I opened up an oil cap the other day and noticed some brownish sludge on the cap and around it.  Attached photos will show you what I'm talking about.

I've heard that whitish sludge will indicate antifreeze leaking into the engine and mixing with the oil, but this thing isn't really white. Is it just dirt?

Here are a few facts about the car:

It's a 2001 330i, 135k miles. The car isn't driven many miles per day, so it take a long time to get to required 14k oil change interval. It's been about 11k since the last oil change and probably over a year. It was just a little low on antifreeze (i'd say 10oz, maybe not even that), and antifreeze hasn't been changed/flushed for several years now.

So the question is what is the stuff I'm seeing? Just dirt because of not changing oil for a while or something else?

Thanks for all your help!


----------



## DHC8 (Feb 22, 2007)

The oil cap is a relatively cool part of the engine. What you see is most likely water from condensation mixed with oil. It is not sludge in the normal, and feared, sense. A few good long drives would probably make most of it disappear.

That said, your usage pattern of low miles and apparently short trips is a strong argument for more frequent oil changes. Water in the oil, even from condensation, is not a desirable thing.

Internet opinion, take it for what it is worth.


----------



## boriska00 (Sep 24, 2006)

Thanks!


----------



## boriska00 (Sep 24, 2006)

just curious, what would the "real" sludge look like?


----------



## DHC8 (Feb 22, 2007)

boriska00 said:


> just curious, what would the "real" sludge look like?

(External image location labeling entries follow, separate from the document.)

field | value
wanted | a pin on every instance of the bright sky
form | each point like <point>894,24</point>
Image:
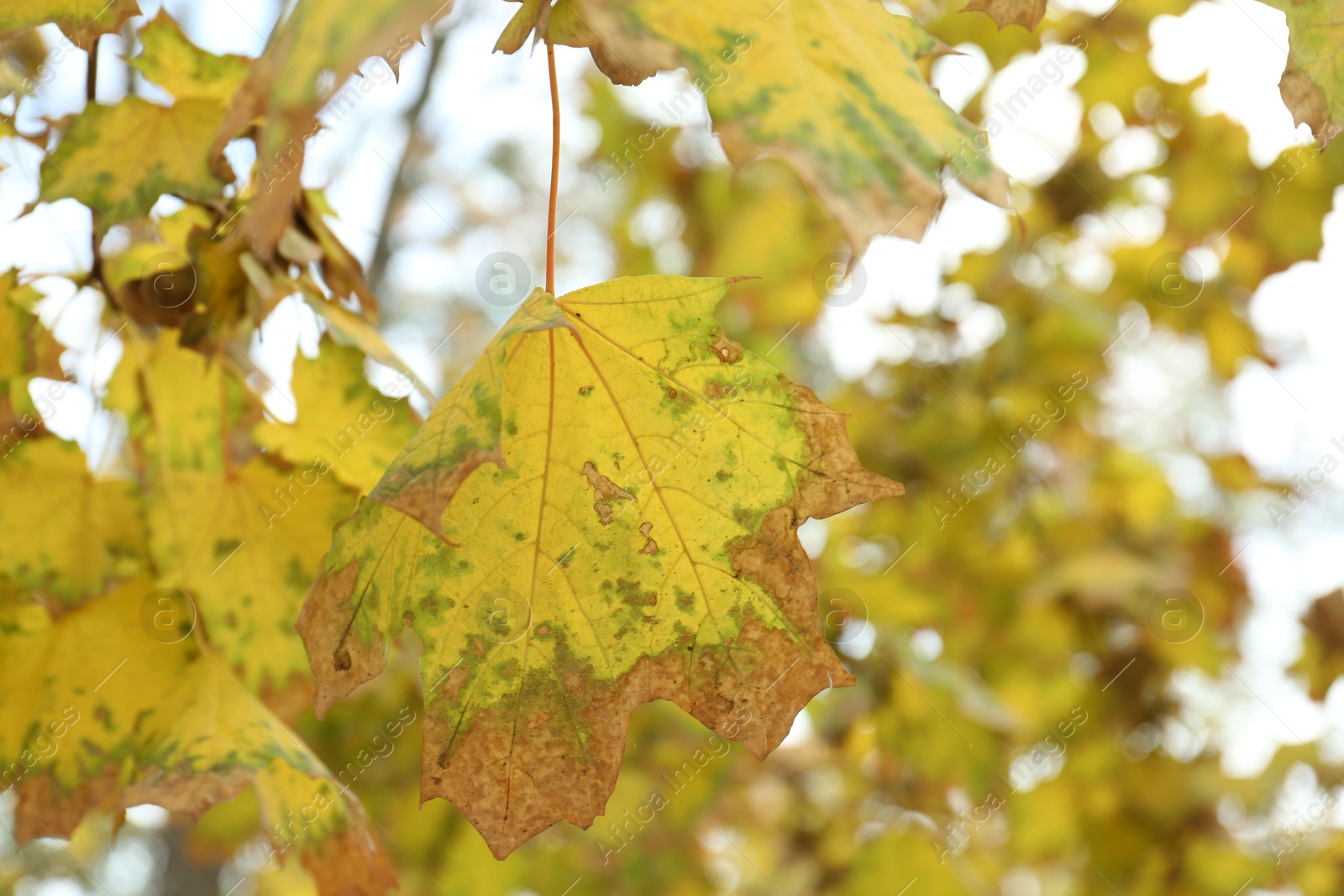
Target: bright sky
<point>1160,396</point>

Google "BMW Sludge" (without the quotations) using their Images option. This will give you a good selection of pictures.

Sludge is like a blocked artery--you get little or no notice until one day a blockage stops the flow of oil. And then the situation deteriorates rapidly.


----------



## Ethirtysicks (Nov 10, 2007)

Actually, at the shop when i see that it usually means a cracked head or head gasket. thats what it looks like when coolant and oil mix together. id'd roll down to the local autozone and pick up an engine block test kit.
good luck....


----------



## Lbert (Oct 6, 2006)

I agree with DHC8, due to short trips and cold weather of Chicago, you have a lot of condensation. Change oil more often. 

Sludge is black and gooey.


----------



## Ron_L (Feb 12, 2007)

DHC8 said:


> A few good long drives would probably make most of it disappear.
> 
> That said, your usage pattern of low miles and apparently short trips is a strong argument for more frequent oil changes. Water in the oil, even from condensation, is not a desirable thing.
> 
> Internet opinion, take it for what it is worth.


X2. Get an oil change, take a couple of rides (30 minutes or more) now & then. It should go away.

However - do you see any oil in your coolant...?


----------



## jesimmons (Jan 11, 2008)

boriska00 said:


> just curious, what would the "real" sludge look like?


Here's a good example: :yikes: http://bimmerboard.com/forums/posts/314657


----------